ANOVA is useful to identify if there is a significant difference in mean of a continuous variable across a categorical variable. Additional post-hoc tests can give insight into the extent to which the categorical variable explains variance in the continuous variable, which categorical variables differ, and directionality. SLR is useful, alongside correlation, in measuring the association between two continuous variables. It is particularly useful because SLR can offer insight into both the magnitude of the association (for each unit of change in the predictor, how much change is expected in the outcome), and the goodness of fit.

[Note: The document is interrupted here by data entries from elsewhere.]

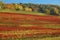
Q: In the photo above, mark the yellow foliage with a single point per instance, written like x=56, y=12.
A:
x=28, y=9
x=20, y=7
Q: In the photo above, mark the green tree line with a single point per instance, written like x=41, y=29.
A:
x=41, y=8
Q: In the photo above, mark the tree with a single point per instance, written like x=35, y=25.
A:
x=1, y=4
x=47, y=11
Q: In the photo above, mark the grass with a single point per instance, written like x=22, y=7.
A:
x=21, y=12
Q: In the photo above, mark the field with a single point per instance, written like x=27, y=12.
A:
x=17, y=26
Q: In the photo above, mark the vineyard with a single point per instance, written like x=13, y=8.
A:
x=20, y=26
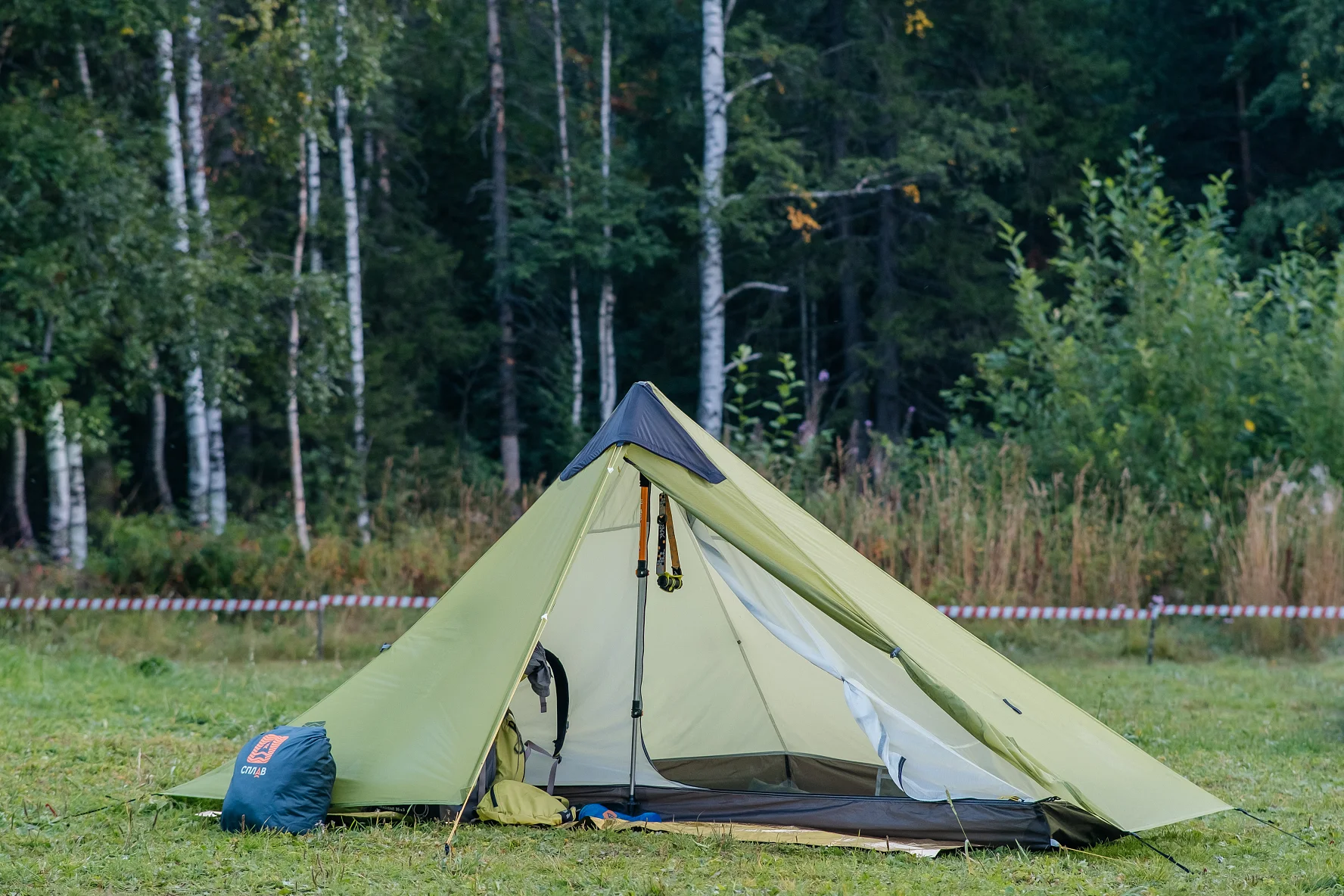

ANOVA can help us identify categorical variables that may affect the mean – sex, or education. While SLR allows us to dig into multiple continuous variables – like the various dietary intake habits and how they affect continuous variables of health outcomes, like BMD.

As with last assignment, I ran into some trouble initially accessing specific items from stored objects. The models in particular are lists with a variety of different data structures inside of them - more lists, integers, dataframes, atomic vectors. My solution to this is trial and error in a simplified call, or a print statement in the console. But over the course of each assignment, I’ve found that I’m much quicker to identify what a structure is and how to interact with it, so it requires less trial and error, and winds up being less of a headache.